Over in the Forest Fringe tent, Tales of Whatever kickstarted the weekend with storytelling and secret sharing, as audiences offered up tales from the surreally domestic to the illegal and the actually incredible. One of them I swear I could sell to the Mail Online (no really), but I’m sworn to secrecy.

Christopher Brett Bailey performed a “B-side” of his acclaimed show This is How We Die on Saturday and Sunday – terrifyingly vivid and fantastically filthy, it’s hard to believe this was the material that didn’t actually make the grade. An electrifyingly drawled monologue, it’s the story of an apocalyptic, hallucinogenic road-trip that sounds like some pages from Lolita, Fear and Loathing in Las Vegas and a comic about robots who got stuck together with the spunk of a decapitated priest – forget Lana Del Rey, this is where the American dream came to get fucked up and die. From what people are saying about the Oval House run, the show proper is even better.

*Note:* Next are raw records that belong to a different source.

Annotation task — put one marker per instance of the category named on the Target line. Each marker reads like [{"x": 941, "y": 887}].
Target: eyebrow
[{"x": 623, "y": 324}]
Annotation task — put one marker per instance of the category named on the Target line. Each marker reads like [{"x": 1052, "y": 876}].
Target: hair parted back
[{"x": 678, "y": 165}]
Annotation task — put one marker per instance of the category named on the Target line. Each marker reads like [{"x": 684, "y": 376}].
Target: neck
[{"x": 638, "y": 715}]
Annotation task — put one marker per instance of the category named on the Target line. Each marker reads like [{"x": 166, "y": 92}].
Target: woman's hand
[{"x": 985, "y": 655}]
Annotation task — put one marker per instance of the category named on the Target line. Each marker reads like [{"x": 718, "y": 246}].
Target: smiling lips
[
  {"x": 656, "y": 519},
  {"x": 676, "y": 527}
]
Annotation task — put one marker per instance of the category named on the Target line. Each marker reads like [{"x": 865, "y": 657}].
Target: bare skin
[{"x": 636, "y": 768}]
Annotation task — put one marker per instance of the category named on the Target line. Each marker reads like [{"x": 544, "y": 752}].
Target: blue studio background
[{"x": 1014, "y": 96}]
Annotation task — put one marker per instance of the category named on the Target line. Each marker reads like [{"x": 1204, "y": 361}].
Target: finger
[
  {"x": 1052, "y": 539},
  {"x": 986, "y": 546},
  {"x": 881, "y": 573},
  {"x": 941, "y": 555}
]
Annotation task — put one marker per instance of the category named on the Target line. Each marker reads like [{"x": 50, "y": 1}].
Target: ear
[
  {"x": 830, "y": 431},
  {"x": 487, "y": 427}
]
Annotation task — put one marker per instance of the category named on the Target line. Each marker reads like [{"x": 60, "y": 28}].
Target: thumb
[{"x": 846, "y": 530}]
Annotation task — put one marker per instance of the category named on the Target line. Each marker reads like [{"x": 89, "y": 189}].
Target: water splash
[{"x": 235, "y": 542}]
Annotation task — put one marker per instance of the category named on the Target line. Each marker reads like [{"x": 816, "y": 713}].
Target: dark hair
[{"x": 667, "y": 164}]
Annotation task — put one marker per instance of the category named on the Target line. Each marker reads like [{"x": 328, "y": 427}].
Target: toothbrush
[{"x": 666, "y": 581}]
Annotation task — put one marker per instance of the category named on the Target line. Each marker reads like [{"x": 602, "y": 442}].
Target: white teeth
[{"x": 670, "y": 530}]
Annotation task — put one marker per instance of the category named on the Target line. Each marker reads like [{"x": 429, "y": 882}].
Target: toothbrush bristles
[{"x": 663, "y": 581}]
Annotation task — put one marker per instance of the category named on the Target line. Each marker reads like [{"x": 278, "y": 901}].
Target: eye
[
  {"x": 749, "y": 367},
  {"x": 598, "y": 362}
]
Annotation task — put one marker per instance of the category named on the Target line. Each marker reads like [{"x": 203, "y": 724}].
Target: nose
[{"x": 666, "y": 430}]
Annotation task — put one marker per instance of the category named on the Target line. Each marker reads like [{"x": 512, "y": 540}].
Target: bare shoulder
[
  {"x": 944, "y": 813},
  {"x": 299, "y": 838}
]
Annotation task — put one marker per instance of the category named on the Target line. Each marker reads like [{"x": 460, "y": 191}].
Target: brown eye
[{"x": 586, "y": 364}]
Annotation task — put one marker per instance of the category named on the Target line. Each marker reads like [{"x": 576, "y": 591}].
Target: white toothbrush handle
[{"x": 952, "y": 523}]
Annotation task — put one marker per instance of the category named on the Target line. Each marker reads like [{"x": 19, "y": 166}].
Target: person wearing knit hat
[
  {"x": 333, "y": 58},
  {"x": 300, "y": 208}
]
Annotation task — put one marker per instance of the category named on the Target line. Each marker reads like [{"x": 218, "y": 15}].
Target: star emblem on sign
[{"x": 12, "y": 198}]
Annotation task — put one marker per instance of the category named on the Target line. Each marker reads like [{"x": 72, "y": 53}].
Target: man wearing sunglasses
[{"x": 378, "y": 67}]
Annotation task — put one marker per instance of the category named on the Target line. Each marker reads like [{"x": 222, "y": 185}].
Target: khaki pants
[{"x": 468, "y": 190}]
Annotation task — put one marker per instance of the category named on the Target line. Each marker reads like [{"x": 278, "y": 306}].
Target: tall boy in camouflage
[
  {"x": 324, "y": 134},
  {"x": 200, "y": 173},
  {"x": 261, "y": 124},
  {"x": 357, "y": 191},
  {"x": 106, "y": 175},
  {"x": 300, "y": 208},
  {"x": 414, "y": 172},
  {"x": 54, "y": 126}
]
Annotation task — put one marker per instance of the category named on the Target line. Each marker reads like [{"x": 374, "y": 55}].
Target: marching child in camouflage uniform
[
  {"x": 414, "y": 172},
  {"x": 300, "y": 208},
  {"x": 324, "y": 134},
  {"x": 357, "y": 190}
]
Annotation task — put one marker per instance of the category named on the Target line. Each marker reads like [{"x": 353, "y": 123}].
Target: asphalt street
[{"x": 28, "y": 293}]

Brian Lobel’s one-on-one show for Forest Fringe is a little more mellow, but no less powerful for it. Titled You Have To Forgive Me, it’s a durational piece in which the performer prescribes an episode of Sex and the City for each individual audience member, based on a sex and relationships questionnaire comprised of every iconic, clunkily metaphorical question that Carrie “couldn’t help but wonder” in her columns – you know: “are relationships the religion of the nineties?”. After talking through your answers, you then get into bed with Brian (I feel like I should call him Brian) and watch the episode, cuddling and chatting about how it relates to your own love life. It’s an incredibly brave piece, for both the actor and the participant, and in its final moments disarmingly moving. Is pop culture the therapist of Generation Y? (Stop it, Carrie.) I had an episode about fetishes and online dating. Then I left and had a small cry.

Tired, inspired and covered in a weekend’s worth of glitter, I made my way back to the campsite on Sunday evening to pack up my tent. Emboldened by so many artists sharing risky or half-formed work, and the audiences willing to squat on the muddy ground inside a glorified gazebo to watch it take shape, here’s a question that I couldn’t help but wonder: are we spending too much time sitting safely in the fields when we should be running recklessly into the forest?

 Faraway Forest was part of Latitude Festival.